Irrational Fear Breeds Tangible Harm

Miller and Conko address the problems of the new biotechnology that have arisen not from limits of technology itself or from the science underlying it, but from the politics, biases, and hidden agendas of activist groups in opposing it. The authors note that widespread adoption of the Precautionary Principle and similar policy approaches would surely diminish greatly the rate of adoption and diffusion of new technologies like biotechnology and all the promise they represent.

The resulting economic misfortune is by no means democratic: Although the wealthy nations will pay a price, the poor peoples of the world will be most harmed.
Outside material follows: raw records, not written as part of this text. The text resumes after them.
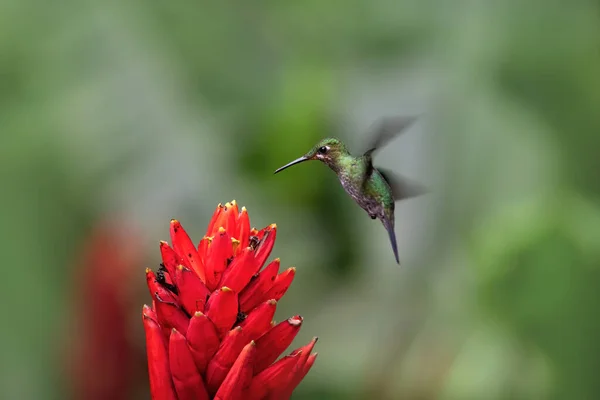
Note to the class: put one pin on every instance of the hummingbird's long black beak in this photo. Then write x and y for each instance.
(296, 161)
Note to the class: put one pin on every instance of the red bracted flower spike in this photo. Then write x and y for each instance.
(209, 332)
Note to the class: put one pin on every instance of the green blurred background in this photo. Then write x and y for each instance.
(141, 111)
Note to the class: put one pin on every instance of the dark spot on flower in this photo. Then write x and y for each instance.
(160, 278)
(254, 241)
(241, 316)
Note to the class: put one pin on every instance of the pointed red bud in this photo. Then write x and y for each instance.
(273, 378)
(202, 339)
(266, 244)
(240, 271)
(192, 292)
(239, 376)
(270, 345)
(298, 372)
(242, 231)
(281, 284)
(256, 290)
(161, 386)
(259, 320)
(188, 382)
(225, 219)
(222, 309)
(203, 252)
(219, 251)
(170, 315)
(213, 220)
(184, 246)
(221, 363)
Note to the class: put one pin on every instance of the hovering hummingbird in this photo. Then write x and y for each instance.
(374, 189)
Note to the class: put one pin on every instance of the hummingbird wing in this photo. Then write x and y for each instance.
(402, 188)
(385, 130)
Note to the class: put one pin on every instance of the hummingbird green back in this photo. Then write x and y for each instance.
(370, 188)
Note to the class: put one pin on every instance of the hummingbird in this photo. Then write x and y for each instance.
(374, 189)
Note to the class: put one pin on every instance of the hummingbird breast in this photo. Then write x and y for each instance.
(360, 191)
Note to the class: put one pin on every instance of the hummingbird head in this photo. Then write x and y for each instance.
(328, 151)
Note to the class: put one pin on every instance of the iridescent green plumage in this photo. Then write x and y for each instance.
(373, 190)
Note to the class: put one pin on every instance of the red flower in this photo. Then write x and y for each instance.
(209, 333)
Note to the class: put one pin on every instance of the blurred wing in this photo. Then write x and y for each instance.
(402, 188)
(385, 130)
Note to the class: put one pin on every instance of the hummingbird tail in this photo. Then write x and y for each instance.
(389, 226)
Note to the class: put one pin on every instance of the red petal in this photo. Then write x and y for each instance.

Miller and Conko document that the same biotechnology that has allowed American farmers to dramatically increase crop yields has also made it possible for America to assist starving people in other nations during times of crop failure or domestic strife. Nevertheless, anti-biotech activists have successfully pressured the governments of Zambia and Zimbabwe to reject American food assistance, even during times of mass starvation, because of speculative, unsupported claims of biotech risks.
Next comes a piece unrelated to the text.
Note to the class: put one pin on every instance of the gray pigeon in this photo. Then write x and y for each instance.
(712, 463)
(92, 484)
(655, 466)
As the authors explain, “These developments in Africa illustrate one of the absurd problems created by groundless fears about technological change and the potentially dangerous over-regulation to which they give rise. Consumers demand assurances of perfect safety from industries and governments, but such assurances can never be made. When we demand something approaching zero risk, the resulting attempts at caution are often done with a tunnel vision that blinds us to the potentially vast human costs of such an effort. Tragically, many precautionary cures are far worse than the maladies they are meant to prevent.”
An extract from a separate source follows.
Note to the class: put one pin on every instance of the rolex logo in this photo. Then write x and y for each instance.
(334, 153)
Similarly, the authors note, “Supreme Court Justice Steven Breyer cites the examples of an EPA ban of asbestos pipe, shingles, coating, and paper, which the most optimistic estimates suggest would prevent seven or eight premature deaths over thirteen years at a cost of approximately a quarter of a billion dollars. Breyer notes that such a vast expenditure can be expected to cause more deaths simply by reducing the resources available for other public amenities than it would prevent from the asbestos exposure.”

Henry Miller, M.D., is a research fellow at Stanford University’s Hoover Institution. Gregory Conko is director of food safety policy at the Competitive Enterprise Institute. They have created in this book a resource that should convince any open-minded opponent of biotechnology that their arguments simply do not hold water.


Dr. Jay Lehr ([email protected]) is science director for The Heartland Institute.